Monday, July 2, 2012
Our Least Christian President
In an editorial in today's USA Today, Stephen Prothero criticizes David Barton's characterization of Thomas Jefferson as a Christian, decries the vitriolic invective of much of today's political discourse, and then advocates, as a solution, what he calls "The American Bible," a canon of significant speeches, songs and stories that describe what we are as a nation ("Our least Christian president" – July 2, 2012). Mr. Prothero's suggested canon includes texts running from the Declaration of Independence to Martin Luther King's "I have a dream" speech, and would presumably be something upon which we could all agree.

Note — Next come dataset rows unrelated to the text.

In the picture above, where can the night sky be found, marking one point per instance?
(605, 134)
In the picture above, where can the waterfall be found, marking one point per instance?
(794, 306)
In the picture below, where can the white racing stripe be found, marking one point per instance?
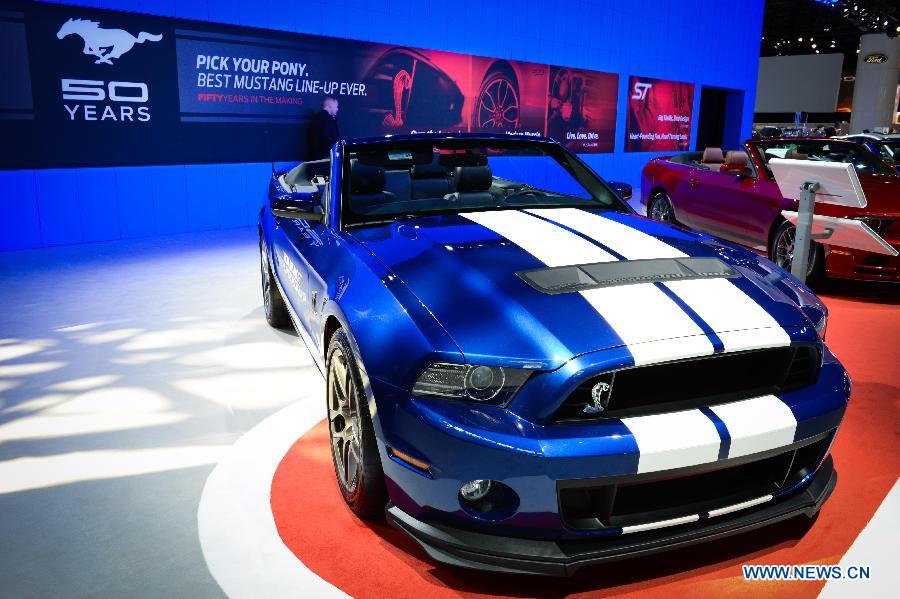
(653, 326)
(757, 424)
(631, 243)
(548, 243)
(674, 440)
(737, 319)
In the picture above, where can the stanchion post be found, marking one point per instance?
(803, 235)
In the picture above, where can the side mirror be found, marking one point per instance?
(622, 189)
(300, 205)
(742, 170)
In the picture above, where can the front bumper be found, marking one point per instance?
(845, 263)
(481, 551)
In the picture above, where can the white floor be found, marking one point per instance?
(126, 369)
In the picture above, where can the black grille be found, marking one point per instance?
(696, 383)
(586, 506)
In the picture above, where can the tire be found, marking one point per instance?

We have previously expressed our own reservations about the quality of David Barton's work ("Did the Founding Fathers Create a Christian Nation?" – Oct. 20, 2011), and would certainly agree that Thomas Jefferson was not a Christian, at least not in any orthodox, evangelical sense of the word. But is it true, as Mr. Prothero suggests, that "Americans have never agreed on a common creed of our public life"?
It is certainly true that America, as an independent nation, never adopted a formal religious creed, and we treasure the right of each individual to follow the dictates of his own conscience in matters of religious belief and practice. But the Declaration of Independence is, arguably, a kind of "creed of our public life," in that it lays out the basic philosophical principles upon which our republic was founded. And that statement of principles says quite explicitly that "We hold these truths to be self-evident: that all men are created equal, that they are endowed by their Creator with certain unalienable rights, that among these are life, liberty, and the pursuit of happiness." While it is true that Jefferson was no orthodox Christian, it is also true, as Mr. Prothero himself points out, that he was not an atheist either. He genuinely believed what he wrote in the Declaration. Our rights and liberties are not man-made, but are grounded in "the laws of nature and nature's God."

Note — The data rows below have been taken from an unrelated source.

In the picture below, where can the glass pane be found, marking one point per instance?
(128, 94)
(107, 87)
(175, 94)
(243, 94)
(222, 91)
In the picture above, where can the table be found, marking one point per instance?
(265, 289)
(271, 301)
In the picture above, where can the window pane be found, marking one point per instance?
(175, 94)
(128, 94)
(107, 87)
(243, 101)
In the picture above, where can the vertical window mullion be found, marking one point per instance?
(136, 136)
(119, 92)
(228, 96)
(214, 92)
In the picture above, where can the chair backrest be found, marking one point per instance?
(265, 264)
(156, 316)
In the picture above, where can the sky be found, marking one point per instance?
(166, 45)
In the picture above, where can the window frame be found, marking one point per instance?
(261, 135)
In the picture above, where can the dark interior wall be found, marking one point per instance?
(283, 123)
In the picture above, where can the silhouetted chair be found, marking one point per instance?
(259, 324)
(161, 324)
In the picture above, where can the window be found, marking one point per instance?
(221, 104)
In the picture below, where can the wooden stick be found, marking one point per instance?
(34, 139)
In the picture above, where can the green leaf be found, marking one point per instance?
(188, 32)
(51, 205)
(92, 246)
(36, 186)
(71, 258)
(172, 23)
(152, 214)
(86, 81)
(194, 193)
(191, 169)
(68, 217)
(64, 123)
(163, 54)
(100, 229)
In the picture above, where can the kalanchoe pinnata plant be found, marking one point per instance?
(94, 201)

Time and time again, in times of crisis and doubt, we have come back to these golden principles enshrined in our nation's founding document. Our wisest leaders, including both Abraham Lincoln and Martin Luther King, Jr., have appealed to its ringing cadences in pleading for justice and humanity in our public life.
No, America is not a Christian nation, if by Christianity we mean belief that Jesus Christ is the Son of God and the Savior of the world. But America has always acknowledged God as the Author of its liberties, and of its peace and prosperity. Without God, our system of government withers and dies.
Note: Our readers may be interested to know that someone actually has put together a collection of speeches, poems and stories that epitomize our values as a nation. The book to which we refer is George Grant's The American Patriot's Handbook (Cumberland House, 2009).